How safe are cannabis from unregulated black market?
Cannabis, also known as marijuana, is a plant that is commonly used for recreational and medicinal purposes. In recent years, several countries and states have legalized the use of cannabis for medical and/or recreational purposes. Despite this, the illegal market for cannabis still exists and poses a significant risk to consumers.
In a recent study, the BC Cannabis Secretariat, a branch of the British Columbia government in Canada, analyzed dried cannabis samples seized from illicit stores in Metro Vancouver. The study found that these samples contained heavy metals, such as lead and arsenic, as well as high levels of microbiological contaminants, including fungi and bacteria. These substances can pose serious health risks, including organ damage and respiratory infections.
The study highlights the dangers of using cannabis from the illicit market. Because these products are not subject to any form of regulation or testing, consumers have no way of knowing what is in them or whether they are safe to use. The use of illegal cannabis products can also be associated with other risks, such as criminal activity and potential legal consequences.
Medical patients who use cannabis for therapeutic purposes are particularly vulnerable to the risks associated with illegal cannabis products. It is important for these patients to obtain their cannabis from a legal and regulated source, such as a licensed producer or dispensary. Not only will this ensure the safety and quality of the product, but it will also provide patients with greater assurances of its effectiveness.

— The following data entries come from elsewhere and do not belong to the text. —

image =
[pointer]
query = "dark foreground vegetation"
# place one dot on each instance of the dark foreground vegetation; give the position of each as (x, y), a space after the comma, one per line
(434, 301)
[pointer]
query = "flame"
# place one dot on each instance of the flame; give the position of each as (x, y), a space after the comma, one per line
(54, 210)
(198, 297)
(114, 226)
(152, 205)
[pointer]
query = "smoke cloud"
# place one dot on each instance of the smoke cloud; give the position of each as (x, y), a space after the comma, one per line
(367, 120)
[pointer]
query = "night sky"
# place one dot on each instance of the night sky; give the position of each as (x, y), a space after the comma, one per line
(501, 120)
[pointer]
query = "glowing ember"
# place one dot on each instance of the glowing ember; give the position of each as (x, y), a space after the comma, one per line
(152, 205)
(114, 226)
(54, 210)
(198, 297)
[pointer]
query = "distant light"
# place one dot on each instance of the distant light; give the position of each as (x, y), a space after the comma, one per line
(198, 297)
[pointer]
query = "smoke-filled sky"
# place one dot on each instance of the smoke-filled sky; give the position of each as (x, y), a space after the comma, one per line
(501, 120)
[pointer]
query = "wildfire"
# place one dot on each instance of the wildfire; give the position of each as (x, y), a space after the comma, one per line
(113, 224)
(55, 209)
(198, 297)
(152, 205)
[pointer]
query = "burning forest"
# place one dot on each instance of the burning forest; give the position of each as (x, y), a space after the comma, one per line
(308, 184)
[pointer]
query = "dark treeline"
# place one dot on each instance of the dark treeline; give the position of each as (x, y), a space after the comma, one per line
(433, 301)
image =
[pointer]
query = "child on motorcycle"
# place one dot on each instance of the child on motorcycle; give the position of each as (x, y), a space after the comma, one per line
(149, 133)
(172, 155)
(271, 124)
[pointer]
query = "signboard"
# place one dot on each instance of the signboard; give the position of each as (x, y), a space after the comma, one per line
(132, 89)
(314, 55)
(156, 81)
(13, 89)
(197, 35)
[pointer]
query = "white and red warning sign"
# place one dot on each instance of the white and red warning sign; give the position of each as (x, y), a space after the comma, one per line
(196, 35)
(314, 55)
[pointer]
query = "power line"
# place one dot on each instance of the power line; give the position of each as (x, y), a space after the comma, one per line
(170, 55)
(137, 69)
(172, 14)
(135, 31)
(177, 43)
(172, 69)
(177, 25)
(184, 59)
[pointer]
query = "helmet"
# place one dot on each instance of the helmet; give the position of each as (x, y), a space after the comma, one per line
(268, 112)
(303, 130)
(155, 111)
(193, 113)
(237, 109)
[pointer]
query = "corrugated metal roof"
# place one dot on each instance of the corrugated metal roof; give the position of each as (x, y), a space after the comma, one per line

In conclusion, the study by the BC Cannabis Secretariat shows the dangers of using cannabis from the illicit market. Medical patients are advised to avoid these products and obtain their cannabis from a legal and regulated source. This will not only protect their health, but also provide them with greater assurances of the safety and effectiveness of their medication.
Disclaimer: Views expressed here are those of the author and are not a substitute for professional medical advice, diagnosis, or treatment. If you have any medical questions or concerns, please talk to your healthcare practitioner.